Book Reinforcement Learning  second edition

Download or read book Reinforcement Learning second edition written by Richard S. Sutton and published by MIT Press. This book was released on 2018-11-13 with total page 549 pages. Available in PDF, EPUB and Kindle. Book excerpt: The significantly expanded and updated new edition of a widely used text on reinforcement learning, one of the most active research areas in artificial intelligence. Reinforcement learning, one of the most active research areas in artificial intelligence, is a computational approach to learning whereby an agent tries to maximize the total amount of reward it receives while interacting with a complex, uncertain environment. In Reinforcement Learning, Richard Sutton and Andrew Barto provide a clear and simple account of the field's key ideas and algorithms. This second edition has been significantly expanded and updated, presenting new topics and updating coverage of other topics. Like the first edition, this second edition focuses on core online learning algorithms, with the more mathematical material set off in shaded boxes. Part I covers as much of reinforcement learning as possible without going beyond the tabular case for which exact solutions can be found. Many algorithms presented in this part are new to the second edition, including UCB, Expected Sarsa, and Double Learning. Part II extends these ideas to function approximation, with new sections on such topics as artificial neural networks and the Fourier basis, and offers expanded treatment of off-policy learning and policy-gradient methods. Part III has new chapters on reinforcement learning's relationships to psychology and neuroscience, as well as an updated case-studies chapter including AlphaGo and AlphaGo Zero, Atari game playing, and IBM Watson's wagering strategy. The final chapter discusses the future societal impacts of reinforcement learning.

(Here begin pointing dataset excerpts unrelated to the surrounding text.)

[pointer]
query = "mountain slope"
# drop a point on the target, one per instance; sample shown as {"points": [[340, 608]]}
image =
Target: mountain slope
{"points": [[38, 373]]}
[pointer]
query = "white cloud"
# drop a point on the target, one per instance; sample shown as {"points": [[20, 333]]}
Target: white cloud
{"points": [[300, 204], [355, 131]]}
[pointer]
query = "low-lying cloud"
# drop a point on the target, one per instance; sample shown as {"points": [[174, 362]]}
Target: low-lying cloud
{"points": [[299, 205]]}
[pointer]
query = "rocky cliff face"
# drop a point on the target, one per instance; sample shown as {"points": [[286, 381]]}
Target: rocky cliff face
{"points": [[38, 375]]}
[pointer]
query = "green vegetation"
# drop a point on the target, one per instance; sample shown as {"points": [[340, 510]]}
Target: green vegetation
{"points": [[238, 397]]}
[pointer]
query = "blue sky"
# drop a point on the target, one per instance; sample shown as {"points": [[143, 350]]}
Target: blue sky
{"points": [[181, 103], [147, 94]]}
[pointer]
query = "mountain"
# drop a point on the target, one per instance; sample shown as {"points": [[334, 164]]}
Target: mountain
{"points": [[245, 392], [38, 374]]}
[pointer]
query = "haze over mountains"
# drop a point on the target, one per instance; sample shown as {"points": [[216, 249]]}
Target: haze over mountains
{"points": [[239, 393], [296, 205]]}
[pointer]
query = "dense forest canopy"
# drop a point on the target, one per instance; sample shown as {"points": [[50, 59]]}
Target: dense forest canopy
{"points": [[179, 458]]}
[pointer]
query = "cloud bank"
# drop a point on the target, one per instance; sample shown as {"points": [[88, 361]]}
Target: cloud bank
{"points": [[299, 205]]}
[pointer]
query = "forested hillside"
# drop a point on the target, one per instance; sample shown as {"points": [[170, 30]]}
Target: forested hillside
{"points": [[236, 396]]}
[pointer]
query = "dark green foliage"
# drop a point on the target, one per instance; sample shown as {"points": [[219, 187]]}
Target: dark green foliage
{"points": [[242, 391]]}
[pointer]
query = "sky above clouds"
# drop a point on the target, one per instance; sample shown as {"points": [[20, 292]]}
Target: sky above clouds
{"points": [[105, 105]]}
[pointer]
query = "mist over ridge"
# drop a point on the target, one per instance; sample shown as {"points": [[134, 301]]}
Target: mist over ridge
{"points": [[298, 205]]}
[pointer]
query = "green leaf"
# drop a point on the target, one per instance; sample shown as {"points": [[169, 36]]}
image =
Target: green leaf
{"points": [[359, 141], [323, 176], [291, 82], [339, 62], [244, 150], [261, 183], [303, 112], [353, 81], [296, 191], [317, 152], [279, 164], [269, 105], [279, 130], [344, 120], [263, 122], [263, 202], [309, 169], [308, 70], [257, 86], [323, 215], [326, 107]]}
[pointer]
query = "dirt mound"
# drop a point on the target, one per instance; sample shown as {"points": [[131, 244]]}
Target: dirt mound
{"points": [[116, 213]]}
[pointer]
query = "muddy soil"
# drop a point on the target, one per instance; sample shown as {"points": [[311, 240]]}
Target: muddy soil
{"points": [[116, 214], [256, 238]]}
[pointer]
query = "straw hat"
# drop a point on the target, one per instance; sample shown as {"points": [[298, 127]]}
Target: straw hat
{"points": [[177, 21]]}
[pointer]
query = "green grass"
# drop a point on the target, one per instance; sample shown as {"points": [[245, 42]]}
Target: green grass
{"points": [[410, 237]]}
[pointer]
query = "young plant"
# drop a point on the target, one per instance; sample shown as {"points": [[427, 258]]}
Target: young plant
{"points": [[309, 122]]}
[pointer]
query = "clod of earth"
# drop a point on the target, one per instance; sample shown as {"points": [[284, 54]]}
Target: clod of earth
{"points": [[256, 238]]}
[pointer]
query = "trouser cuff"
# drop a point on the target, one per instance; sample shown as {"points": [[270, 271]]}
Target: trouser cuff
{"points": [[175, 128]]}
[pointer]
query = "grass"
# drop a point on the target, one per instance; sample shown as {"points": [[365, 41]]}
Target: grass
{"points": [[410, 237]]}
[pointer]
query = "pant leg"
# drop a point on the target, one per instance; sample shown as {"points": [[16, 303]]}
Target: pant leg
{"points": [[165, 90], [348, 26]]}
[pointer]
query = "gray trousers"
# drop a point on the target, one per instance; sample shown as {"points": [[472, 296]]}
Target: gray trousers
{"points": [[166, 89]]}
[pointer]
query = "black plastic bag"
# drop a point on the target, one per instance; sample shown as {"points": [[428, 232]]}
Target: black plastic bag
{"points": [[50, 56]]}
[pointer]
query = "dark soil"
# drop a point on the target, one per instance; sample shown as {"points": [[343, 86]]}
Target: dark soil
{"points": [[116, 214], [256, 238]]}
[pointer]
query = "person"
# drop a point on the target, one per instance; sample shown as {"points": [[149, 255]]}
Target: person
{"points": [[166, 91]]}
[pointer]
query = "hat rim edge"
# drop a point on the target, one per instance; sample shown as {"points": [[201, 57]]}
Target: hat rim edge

Book Rollout  Policy Iteration  and Distributed Reinforcement Learning

Download or read book Rollout Policy Iteration and Distributed Reinforcement Learning written by Dimitri Bertsekas and published by Athena Scientific. This book was released on 2021-08-20 with total page 498 pages. Available in PDF, EPUB and Kindle. Book excerpt: The purpose of this book is to develop in greater depth some of the methods from the author's Reinforcement Learning and Optimal Control recently published textbook (Athena Scientific, 2019). In particular, we present new research, relating to systems involving multiple agents, partitioned architectures, and distributed asynchronous computation. We pay special attention to the contexts of dynamic programming/policy iteration and control theory/model predictive control. We also discuss in some detail the application of the methodology to challenging discrete/combinatorial optimization problems, such as routing, scheduling, assignment, and mixed integer programming, including the use of neural network approximations within these contexts. The book focuses on the fundamental idea of policy iteration, i.e., start from some policy, and successively generate one or more improved policies. If just one improved policy is generated, this is called rollout, which, based on broad and consistent computational experience, appears to be one of the most versatile and reliable of all reinforcement learning methods. In this book, rollout algorithms are developed for both discrete deterministic and stochastic DP problems, and the development of distributed implementations in both multiagent and multiprocessor settings, aiming to take advantage of parallelism. Approximate policy iteration is more ambitious than rollout, but it is a strictly off-line method, and it is generally far more computationally intensive. This motivates the use of parallel and distributed computation. One of the purposes of the monograph is to discuss distributed (possibly asynchronous) methods that relate to rollout and policy iteration, both in the context of an exact and an approximate implementation involving neural networks or other approximation architectures. Much of the new research is inspired by the remarkable AlphaZero chess program, where policy iteration, value and policy networks, approximate lookahead minimization, and parallel computation all play an important role.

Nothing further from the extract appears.